Re: RARA-AVIS: Neo-noir ?

From: Mark Sullivan (
Date: 27 Mar 2003

miker wrote:

"A gut-level feeling would place Willeford's WILD WIVES, even though it was 1956, in with Woodrell's GIVE US A KISS, but would class Ellroy's BLACK DAHLIA among the older. Like I said, this is just a gut-level feeling. I can't really explain the difference, except that maybe that fate seems to be playing a bigger joke on the protagonist in the neo-noir. But that doesn't hold a lot of water. That sorta ironic humor is in the old stuff, too."

That's an interesting question, miker. Is there more to the label
"neo-noir" than simply marking a generational divide? I think there is, but I haven't given great thought to defining it from within.

Just off the top of my head, though, I would certainly place Ellroy's work, especially his historical works like Black Dahlia in the neo-noir category. In my reading, Ellroy is writing as much about the genre of noir as he is writing a noir story.
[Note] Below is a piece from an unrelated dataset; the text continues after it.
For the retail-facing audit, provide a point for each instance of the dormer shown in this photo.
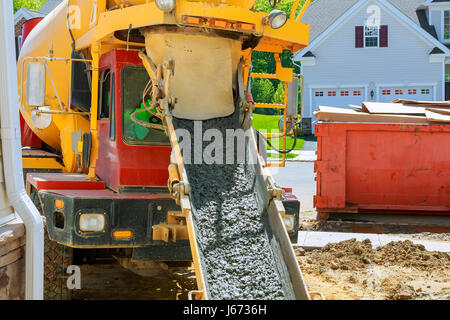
(439, 16)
I think that's how I would distinguish the neo from the noir, an author's examination of the genre while working within it.
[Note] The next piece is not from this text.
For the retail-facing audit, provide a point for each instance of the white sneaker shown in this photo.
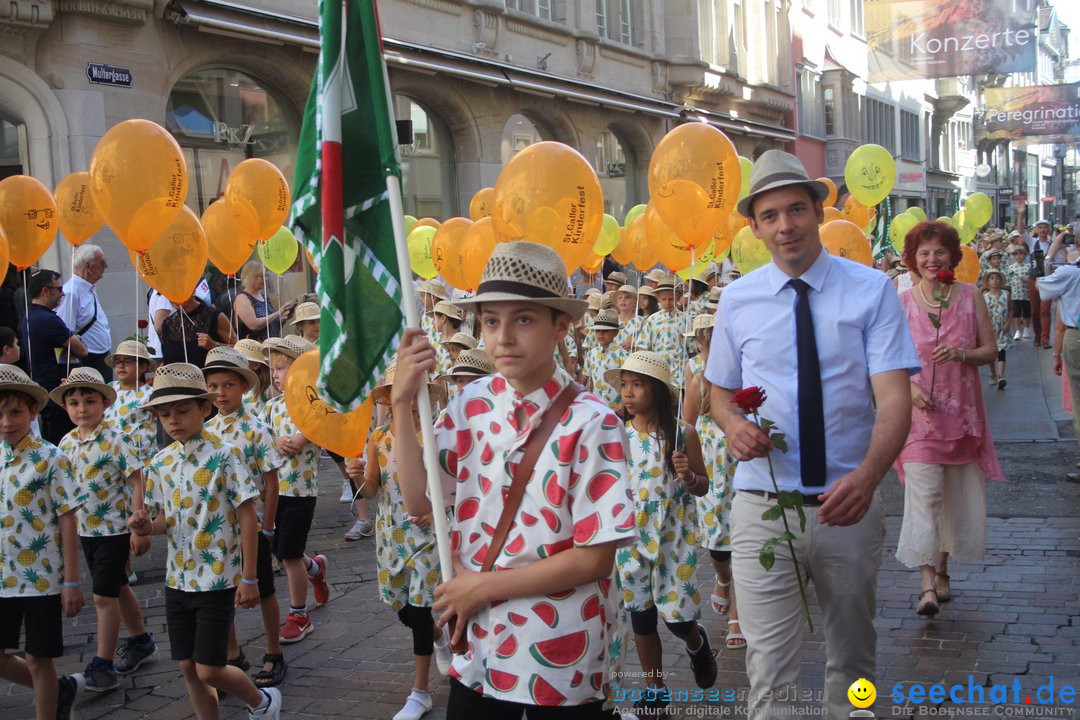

This goes beyond a simple awareness of the genre in which one is writing/reading. You can be aware of the genre and use that awareness to perfectly satisfy it or you can examine it. Charles Willeford, James Sallis, Jack O'Connell, James Crumley and, to a lesser extent, George Pelecanos, along with many others are actively engaging many of the bedrock notions of hardboiled literature -- ideas of manhood, doing what's got to be done, uses and costs of violence, the role of the loner, etc. Even Loren Estleman can be neo-noir to the degree that he notes Amos Walker's most traditional attributes are now anachronisms, that Walker is a man out of his time. Of course, Altman's adaptation of The Long Goodbye takes this notion even further.

I must admit that this idea of auteurs' awareness making for a break is close to Jim D's claim that awareness brought the death of film noir, with which I argued at length. The difference is that I don't believe that noir died, but that it split off. One of those splits is neo-noir. It's noir's sometimes ungrateful bastard child.